For many small town businesses the best approach is to just not worry about it too much. Keep showing up for work every day and doing your best work.
If the market can comfortably support the both of you, then why worry about it?
This is great if the other guy has no interest in beating you out of the game. If you and them own diners on opposite sides of town, people will tend to go to whichever is closest. The market is big enough for both of you.
Another approach is to simply pivot your business in order to avoid direct competition. An untapped market can be a gold mine.
Maybe most of the people who like to shop in electronic gadget stores are millennials, but why does it have to be that way?
If you can pivot your business into another demographic, if you can convince an older demographic, or even a younger demographic, that building a custom PC is actually a lot of fun, then you might be able to dominate that market before anyone else has a chance to try and jump in and compete with you.
Sometimes the best way to beat the competition is to just do everything better. The problem is that “better” is a subjective term. Ask a dozen people if Burger King or McDonalds is “better” and half of them will tell you they never eat at either of them because they prefer Hardee’s or a regional burger chain like In’n’Out or White Castle.
But you can do enough of the little things that make a favorite, you can do more of them than the competition is doing. A pipe tobacco shop that puts a box of free matches in every bag, for instance. You never know what little thing is going to be the tiebreaker.
It should be said that when you’re competing directly with another business for the same group of customers, there is a warlike mentality to the game. Like a general, you can’t overextend your forces. Don’t think that building a second location across the street from your competitor is going to be the answer to all your problems.
Most likely you’ll just have to close up shop before your lease is even up because people already like going to the other place. You can’t let another business just roll over you, but you have to be smart in how you manage your time, money and resources.
Now, the absolute worst thing that you can do is try to compete on pricing. Nobody ever bought a Pepsi because it was three cents cheaper than Coke. A price war is a race to the bottom where everybody loses. Squeezing your profit margin thinner and thinner, having to let valued employees go because you can’t afford to pay them anymore, it’s basically forcing downsizing on yourself. You’re going to have to start cutting corners to save money and, chances are, your competitor will too.

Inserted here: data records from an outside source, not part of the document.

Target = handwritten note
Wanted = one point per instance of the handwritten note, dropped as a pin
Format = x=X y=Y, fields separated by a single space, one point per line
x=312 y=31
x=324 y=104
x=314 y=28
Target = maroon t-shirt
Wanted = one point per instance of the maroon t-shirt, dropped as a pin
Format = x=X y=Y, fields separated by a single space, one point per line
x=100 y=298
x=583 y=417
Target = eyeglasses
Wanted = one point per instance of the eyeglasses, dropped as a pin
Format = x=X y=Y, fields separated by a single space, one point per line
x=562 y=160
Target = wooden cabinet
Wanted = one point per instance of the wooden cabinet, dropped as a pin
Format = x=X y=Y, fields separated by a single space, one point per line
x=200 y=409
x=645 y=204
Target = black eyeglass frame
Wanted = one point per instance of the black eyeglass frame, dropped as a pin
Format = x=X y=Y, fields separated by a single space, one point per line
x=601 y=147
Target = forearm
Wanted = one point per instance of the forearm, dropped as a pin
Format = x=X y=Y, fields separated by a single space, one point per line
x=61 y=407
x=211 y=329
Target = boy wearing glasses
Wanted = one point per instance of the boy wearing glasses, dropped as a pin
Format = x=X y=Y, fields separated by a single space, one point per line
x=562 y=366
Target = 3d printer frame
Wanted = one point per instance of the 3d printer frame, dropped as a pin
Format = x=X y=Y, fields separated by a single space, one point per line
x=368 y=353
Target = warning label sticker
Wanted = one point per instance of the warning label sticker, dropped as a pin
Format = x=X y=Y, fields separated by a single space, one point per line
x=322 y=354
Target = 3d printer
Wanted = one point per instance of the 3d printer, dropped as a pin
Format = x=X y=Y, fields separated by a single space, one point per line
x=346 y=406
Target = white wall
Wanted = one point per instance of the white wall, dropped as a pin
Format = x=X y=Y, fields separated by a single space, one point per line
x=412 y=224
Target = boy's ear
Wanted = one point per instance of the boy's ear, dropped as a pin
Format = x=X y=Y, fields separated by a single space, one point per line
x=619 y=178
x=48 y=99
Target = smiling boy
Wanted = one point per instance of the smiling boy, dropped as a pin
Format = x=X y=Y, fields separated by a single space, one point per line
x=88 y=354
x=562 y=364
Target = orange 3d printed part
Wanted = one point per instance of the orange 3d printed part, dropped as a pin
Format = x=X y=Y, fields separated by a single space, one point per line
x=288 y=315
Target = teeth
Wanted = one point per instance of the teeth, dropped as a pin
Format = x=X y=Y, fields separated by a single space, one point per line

The end result is that both coffee shops in town are now using pre-ground Folgers and they’ve moved to cramped locations, so there’s nowhere left to get a good cup of joe, until a third shop moves in and runs you both out of business with better coffee and a nice, homey atmosphere where you can sit down in a plush chair with a book in your hand ceramic mug on the table beside you.
Compete on quality, compete on location, compete on timely delivery, compete on cleaner bathrooms and more comfortable dining rooms and friendlier staff. Don’t compete on pricing.